Reduction in public-sector costs should start with school districts

State Senate President Richard Codey (D-Essex) has said the Gov. Jon Corzine “monetization” plan must be approved as there is no other plan available and that he, personally, has no ideas as to how to improve the state’s financial picture. Codey needs to try a little harder.

What he needs to do is to get out of Trenton and ask the citizens of New Jersey what can work. The first thing the citizens will say is that public-sector costs must be reduced.

Many local school districts have already begun to reduce costs by outsourcing nonteaching functions, some of these being transportation, food services and maintenance.

These districts have been financially responsible, even in the face of New Jersey Education Association (NJEA) opposition when the loss of NJEAunion jobs will happen.

In these cases the districts have operated alone, as the thought of a unified approach exists in theory, but rarely in practice.

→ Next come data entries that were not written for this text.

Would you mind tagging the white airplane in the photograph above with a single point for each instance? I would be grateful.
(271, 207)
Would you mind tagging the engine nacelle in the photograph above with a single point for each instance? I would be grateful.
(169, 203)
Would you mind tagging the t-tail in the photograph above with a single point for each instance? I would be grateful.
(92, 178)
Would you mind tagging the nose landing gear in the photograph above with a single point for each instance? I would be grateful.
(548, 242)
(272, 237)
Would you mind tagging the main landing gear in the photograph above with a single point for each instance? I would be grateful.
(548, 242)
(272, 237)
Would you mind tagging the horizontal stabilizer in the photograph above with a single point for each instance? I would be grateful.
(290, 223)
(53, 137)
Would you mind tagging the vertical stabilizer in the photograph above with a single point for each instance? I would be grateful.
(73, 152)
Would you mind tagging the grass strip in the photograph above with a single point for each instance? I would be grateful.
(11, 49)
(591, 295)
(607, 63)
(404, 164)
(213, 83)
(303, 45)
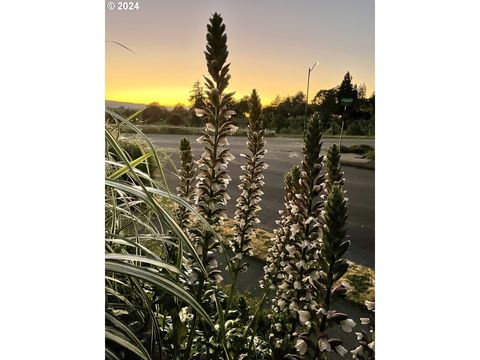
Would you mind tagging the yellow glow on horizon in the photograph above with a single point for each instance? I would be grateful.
(163, 96)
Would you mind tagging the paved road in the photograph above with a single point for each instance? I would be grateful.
(283, 153)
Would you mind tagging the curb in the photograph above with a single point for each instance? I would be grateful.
(368, 166)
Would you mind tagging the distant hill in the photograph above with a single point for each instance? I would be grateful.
(115, 104)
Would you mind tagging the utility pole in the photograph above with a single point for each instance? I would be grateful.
(306, 100)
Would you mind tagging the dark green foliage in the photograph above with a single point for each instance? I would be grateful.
(154, 113)
(217, 52)
(334, 173)
(187, 179)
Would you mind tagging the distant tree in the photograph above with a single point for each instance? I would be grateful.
(178, 115)
(362, 91)
(346, 89)
(241, 106)
(276, 101)
(197, 95)
(154, 113)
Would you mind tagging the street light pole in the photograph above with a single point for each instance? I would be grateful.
(306, 100)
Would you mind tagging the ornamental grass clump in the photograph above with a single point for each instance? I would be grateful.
(251, 183)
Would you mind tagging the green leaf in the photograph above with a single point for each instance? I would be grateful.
(117, 337)
(132, 164)
(160, 281)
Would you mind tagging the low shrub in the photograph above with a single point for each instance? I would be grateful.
(356, 149)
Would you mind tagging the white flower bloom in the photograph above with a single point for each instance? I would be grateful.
(324, 345)
(200, 112)
(290, 249)
(301, 264)
(218, 278)
(209, 127)
(340, 350)
(358, 351)
(304, 316)
(295, 228)
(293, 306)
(301, 346)
(365, 321)
(228, 114)
(283, 286)
(347, 325)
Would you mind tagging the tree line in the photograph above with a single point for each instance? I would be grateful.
(284, 115)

Any first-year business major knows there are discounts to be had with volume purchases. An individual school district contracting for food services might pay, for example, $3 per meal.

However, when districts combine this function, the larger population group would demand a discount to $2.50 per meal, an 18-percent savings. The same could be done for other support services.

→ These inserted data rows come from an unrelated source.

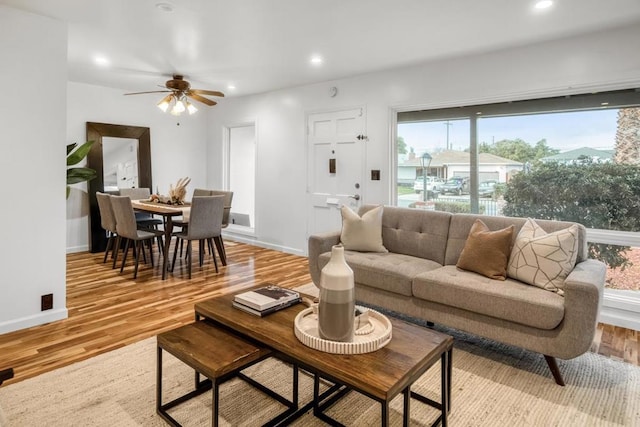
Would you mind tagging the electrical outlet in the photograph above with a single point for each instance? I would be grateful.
(46, 302)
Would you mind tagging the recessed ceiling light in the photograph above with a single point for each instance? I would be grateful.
(544, 4)
(165, 7)
(102, 61)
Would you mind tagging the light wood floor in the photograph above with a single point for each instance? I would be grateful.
(108, 310)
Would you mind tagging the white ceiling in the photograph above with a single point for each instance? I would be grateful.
(262, 45)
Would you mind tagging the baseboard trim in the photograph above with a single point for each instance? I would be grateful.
(255, 242)
(76, 249)
(621, 308)
(34, 320)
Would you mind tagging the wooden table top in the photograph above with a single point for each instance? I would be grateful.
(382, 374)
(160, 208)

The trick is to get districts to work together. The new county superintendent may be the person to do this.

Maintenance/janitorial services and transportation could be next. This all can be done. It is just a matter of finding the necessary willpower to make it happen.

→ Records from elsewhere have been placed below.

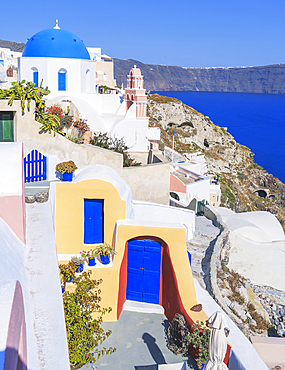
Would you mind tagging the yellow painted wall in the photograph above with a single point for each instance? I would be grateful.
(176, 241)
(70, 212)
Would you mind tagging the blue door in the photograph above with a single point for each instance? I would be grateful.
(36, 78)
(143, 271)
(61, 81)
(93, 221)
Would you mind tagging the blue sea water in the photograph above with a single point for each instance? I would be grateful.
(255, 120)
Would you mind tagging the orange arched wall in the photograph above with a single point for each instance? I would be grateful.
(170, 298)
(176, 184)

The governor could then offer to pay for these support services through the superintendent’s office as a form of property tax relief.

This recommendation is a modified form of the movement of the county courts to the state judiciary in 1994. This was done as a form of property-tax reduction. The savings estimate in 1994 was

$400 million state-wide.

According to an article in a state newspaper, this change was a smashing success. If we did it once, successfully, then we can do it again.

The reduction in New Jersey’s public sector has to start somewhere. Why not here?